An access control vulnerability in macOS allows applications to connect to network shares without explicit user consent, bypassing the sandbox restrictions designed to prevent unauthorized network access. This affects macOS Sequoia 15.7.5, macOS Sonoma 14.8.5, and macOS Tahoe 26.4, where a malicious or compromised application could silently establish connections to network resources. Apple has addressed this issue through additional sandbox restrictions in the specified patch versions; no public exploit code or active exploitation via KEV has been reported, but the nature of the vulnerability suggests moderate real-world risk due to the ease with which local applications could abuse this capability.
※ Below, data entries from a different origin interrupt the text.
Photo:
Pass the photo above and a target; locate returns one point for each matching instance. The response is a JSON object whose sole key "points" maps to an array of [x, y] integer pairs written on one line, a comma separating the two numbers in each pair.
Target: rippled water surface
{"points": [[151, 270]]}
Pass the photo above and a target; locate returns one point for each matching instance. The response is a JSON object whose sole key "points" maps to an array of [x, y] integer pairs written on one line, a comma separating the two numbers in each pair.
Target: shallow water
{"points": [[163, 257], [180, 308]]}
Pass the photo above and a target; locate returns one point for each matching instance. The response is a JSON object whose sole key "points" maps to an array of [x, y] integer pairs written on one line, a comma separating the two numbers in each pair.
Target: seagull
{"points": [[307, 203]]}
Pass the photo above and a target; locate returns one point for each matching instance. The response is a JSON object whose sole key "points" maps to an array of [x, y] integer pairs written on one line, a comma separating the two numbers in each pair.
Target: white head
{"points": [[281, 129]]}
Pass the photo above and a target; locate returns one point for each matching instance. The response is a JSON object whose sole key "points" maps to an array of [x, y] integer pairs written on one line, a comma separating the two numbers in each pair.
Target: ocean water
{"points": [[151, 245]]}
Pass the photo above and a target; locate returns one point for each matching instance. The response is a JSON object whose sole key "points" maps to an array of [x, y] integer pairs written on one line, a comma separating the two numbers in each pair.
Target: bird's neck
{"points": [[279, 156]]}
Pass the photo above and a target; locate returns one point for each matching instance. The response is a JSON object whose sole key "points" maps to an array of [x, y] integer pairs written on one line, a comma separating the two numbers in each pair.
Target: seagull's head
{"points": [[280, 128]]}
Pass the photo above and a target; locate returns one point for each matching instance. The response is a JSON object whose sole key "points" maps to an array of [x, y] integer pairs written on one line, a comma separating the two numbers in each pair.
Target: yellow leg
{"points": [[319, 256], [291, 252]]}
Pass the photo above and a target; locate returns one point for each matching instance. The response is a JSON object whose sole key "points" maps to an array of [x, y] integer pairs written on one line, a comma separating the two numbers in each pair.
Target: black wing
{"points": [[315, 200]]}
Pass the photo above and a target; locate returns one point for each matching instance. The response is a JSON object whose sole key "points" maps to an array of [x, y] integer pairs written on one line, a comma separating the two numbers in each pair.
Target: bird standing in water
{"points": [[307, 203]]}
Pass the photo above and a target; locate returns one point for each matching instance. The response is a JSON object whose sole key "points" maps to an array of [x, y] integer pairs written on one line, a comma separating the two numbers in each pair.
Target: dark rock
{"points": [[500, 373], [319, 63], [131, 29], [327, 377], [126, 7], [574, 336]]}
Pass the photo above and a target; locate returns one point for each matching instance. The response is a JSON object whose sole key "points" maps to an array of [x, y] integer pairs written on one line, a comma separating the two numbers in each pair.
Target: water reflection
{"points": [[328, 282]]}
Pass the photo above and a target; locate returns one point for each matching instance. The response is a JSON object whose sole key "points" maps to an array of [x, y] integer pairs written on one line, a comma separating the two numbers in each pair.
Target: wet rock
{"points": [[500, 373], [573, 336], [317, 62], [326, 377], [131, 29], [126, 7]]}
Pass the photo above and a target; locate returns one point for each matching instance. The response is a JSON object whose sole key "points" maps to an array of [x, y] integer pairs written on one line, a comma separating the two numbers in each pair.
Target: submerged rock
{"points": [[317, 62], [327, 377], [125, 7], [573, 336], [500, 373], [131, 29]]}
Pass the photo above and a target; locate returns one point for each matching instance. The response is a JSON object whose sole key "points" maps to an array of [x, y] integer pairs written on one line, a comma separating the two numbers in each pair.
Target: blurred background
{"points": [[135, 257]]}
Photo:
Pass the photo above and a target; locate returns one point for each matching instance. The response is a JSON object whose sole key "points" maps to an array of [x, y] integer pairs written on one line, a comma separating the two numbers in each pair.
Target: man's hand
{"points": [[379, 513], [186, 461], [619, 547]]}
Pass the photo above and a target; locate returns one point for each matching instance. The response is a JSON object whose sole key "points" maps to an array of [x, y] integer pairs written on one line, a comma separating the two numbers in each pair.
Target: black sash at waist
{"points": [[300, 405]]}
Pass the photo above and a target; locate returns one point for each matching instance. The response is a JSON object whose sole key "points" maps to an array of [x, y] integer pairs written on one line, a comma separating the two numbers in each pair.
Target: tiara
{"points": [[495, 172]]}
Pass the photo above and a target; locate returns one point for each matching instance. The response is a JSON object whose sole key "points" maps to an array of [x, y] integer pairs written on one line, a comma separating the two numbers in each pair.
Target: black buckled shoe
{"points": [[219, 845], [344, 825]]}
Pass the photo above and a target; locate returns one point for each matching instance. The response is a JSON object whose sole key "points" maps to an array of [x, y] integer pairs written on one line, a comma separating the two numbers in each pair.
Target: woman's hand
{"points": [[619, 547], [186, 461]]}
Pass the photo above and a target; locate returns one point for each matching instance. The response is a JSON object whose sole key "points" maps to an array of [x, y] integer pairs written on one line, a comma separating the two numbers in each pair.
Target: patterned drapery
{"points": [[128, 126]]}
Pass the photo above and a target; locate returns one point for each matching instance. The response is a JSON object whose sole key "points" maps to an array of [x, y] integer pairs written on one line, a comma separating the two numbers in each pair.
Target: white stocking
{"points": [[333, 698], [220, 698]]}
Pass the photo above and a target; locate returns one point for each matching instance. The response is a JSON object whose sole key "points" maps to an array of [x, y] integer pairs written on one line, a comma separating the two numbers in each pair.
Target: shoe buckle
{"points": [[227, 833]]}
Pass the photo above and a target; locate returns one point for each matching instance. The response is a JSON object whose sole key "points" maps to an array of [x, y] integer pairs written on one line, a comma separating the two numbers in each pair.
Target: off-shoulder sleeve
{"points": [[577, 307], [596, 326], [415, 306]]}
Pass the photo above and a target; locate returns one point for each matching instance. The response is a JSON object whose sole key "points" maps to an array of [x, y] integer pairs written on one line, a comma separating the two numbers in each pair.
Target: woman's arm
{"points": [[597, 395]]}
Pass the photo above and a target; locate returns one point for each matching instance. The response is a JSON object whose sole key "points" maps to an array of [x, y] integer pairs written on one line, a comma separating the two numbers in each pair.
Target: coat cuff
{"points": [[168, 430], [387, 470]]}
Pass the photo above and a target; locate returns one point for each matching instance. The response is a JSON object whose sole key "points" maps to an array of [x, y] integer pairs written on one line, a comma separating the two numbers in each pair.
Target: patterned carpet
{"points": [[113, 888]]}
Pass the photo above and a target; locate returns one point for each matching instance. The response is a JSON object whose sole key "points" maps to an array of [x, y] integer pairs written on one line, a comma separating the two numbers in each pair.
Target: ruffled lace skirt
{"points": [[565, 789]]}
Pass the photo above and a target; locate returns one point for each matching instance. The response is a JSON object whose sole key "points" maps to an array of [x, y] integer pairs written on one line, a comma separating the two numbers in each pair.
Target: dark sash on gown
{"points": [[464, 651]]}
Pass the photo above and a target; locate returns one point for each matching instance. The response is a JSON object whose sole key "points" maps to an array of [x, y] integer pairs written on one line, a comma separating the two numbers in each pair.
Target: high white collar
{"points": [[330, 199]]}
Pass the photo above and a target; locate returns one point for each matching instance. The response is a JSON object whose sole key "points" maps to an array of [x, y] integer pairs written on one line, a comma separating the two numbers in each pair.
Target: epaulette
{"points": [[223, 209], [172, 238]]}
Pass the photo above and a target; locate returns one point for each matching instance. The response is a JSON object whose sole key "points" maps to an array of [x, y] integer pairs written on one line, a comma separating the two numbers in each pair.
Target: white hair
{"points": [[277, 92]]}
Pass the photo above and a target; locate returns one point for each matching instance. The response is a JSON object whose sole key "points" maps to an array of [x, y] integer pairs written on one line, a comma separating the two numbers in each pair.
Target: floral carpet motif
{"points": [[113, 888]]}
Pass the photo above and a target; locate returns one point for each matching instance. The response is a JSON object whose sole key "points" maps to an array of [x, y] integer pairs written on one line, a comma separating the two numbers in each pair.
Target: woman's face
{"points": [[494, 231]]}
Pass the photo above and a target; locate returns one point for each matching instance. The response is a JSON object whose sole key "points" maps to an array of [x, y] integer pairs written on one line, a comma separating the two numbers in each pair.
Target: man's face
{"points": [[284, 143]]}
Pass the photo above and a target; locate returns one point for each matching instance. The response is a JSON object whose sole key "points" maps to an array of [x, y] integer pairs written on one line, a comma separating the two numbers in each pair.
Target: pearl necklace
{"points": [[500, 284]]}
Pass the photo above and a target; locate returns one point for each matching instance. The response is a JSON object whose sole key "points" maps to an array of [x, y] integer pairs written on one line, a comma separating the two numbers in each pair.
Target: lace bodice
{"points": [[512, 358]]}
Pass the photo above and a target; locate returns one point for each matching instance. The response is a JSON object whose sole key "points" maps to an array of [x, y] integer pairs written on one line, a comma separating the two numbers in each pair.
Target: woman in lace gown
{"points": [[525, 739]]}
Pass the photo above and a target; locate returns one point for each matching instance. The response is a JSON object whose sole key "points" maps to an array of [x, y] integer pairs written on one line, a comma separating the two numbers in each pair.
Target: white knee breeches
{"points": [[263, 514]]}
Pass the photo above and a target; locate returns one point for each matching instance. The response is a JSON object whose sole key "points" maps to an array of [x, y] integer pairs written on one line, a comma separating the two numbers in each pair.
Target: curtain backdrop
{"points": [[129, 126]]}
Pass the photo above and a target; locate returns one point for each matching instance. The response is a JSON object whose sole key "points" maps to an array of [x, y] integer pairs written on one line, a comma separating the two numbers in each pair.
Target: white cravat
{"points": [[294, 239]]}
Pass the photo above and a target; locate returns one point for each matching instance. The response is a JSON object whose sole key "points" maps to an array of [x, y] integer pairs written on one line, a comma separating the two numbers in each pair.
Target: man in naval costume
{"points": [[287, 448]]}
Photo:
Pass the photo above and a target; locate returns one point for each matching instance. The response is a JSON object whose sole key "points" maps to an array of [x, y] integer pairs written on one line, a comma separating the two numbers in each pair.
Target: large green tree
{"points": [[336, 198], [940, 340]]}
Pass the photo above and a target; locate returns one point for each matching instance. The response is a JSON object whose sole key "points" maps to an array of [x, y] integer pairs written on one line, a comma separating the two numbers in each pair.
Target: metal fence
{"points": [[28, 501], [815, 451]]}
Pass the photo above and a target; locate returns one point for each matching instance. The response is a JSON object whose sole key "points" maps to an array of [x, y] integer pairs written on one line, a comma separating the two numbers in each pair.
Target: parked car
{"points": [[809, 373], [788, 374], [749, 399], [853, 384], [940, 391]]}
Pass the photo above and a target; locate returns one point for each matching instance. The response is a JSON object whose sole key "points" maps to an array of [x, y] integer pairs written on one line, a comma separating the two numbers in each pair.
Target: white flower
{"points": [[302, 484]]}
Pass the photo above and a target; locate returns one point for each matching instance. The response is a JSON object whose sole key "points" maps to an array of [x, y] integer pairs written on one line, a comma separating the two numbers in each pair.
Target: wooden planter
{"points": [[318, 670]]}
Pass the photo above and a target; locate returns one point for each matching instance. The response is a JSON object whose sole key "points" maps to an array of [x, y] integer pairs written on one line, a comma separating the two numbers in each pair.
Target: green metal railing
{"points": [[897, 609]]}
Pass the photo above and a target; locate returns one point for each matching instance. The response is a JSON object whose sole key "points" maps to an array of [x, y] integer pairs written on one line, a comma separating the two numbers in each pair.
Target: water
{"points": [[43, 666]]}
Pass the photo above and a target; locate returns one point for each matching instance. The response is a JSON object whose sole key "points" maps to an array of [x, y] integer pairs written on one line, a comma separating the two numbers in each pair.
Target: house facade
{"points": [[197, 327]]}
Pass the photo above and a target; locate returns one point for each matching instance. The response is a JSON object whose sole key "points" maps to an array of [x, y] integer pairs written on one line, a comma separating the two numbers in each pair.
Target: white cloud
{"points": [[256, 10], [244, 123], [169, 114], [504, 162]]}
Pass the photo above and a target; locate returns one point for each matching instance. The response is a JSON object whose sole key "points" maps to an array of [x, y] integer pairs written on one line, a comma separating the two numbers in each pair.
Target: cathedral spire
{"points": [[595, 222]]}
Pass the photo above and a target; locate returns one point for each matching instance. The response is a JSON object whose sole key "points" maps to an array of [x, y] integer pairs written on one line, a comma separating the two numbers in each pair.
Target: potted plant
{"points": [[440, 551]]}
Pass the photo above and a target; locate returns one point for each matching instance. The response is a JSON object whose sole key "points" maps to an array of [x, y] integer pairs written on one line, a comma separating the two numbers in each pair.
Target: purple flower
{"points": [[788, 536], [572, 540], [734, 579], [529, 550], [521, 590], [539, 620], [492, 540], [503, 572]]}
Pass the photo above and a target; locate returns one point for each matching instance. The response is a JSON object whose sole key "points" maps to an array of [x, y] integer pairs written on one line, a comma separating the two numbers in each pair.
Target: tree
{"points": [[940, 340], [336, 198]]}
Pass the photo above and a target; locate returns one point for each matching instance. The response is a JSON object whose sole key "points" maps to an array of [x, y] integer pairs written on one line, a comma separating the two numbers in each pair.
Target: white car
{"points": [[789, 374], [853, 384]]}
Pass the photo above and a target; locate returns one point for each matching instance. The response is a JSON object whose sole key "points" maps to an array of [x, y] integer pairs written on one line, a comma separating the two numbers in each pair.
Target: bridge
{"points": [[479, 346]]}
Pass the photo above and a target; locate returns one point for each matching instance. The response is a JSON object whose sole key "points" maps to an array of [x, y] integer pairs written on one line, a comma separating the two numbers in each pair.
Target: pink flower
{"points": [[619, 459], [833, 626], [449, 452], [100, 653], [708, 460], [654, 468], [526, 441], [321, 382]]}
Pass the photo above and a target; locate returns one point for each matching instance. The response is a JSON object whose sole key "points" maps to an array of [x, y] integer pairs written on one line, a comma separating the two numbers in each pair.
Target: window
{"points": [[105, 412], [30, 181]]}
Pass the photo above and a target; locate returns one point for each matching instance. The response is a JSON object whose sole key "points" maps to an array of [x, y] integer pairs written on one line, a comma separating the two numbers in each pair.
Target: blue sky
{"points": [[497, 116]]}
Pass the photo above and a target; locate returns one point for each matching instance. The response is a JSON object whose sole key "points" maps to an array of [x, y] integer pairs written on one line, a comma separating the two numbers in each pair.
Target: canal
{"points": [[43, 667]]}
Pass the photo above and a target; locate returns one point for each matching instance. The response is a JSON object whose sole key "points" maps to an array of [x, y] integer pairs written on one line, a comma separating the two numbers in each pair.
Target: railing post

This vulnerability allows attackers to bypass Content Security Policy (CSP) enforcement in Apple's WebKit engine through maliciously crafted web content, affecting Safari and all Apple platforms including iOS, iPadOS, macOS, tvOS, visionOS, and watchOS. The vulnerability stems from improper state management during web content processing, enabling attackers to circumvent a critical security control that prevents injection attacks and unauthorized script execution. While no CVSS score or EPSS data is currently available, the broad platform impact across Apple's entire ecosystem and the fundamental nature of CSP bypass as an information disclosure vector indicate significant real-world risk.
A security vulnerability in A vulnerability exists in the Community Tier of Harden-Runner that (CVSS 4.9). Remediation should follow standard vulnerability management procedures.
A remote code execution vulnerability in A vulnerability exists in the Community Tier of Harden-Runner that (CVSS 2.7). Remediation should follow standard vulnerability management procedures.
A security vulnerability in HCL AION (CVSS 4.7). Remediation should follow standard vulnerability management procedures.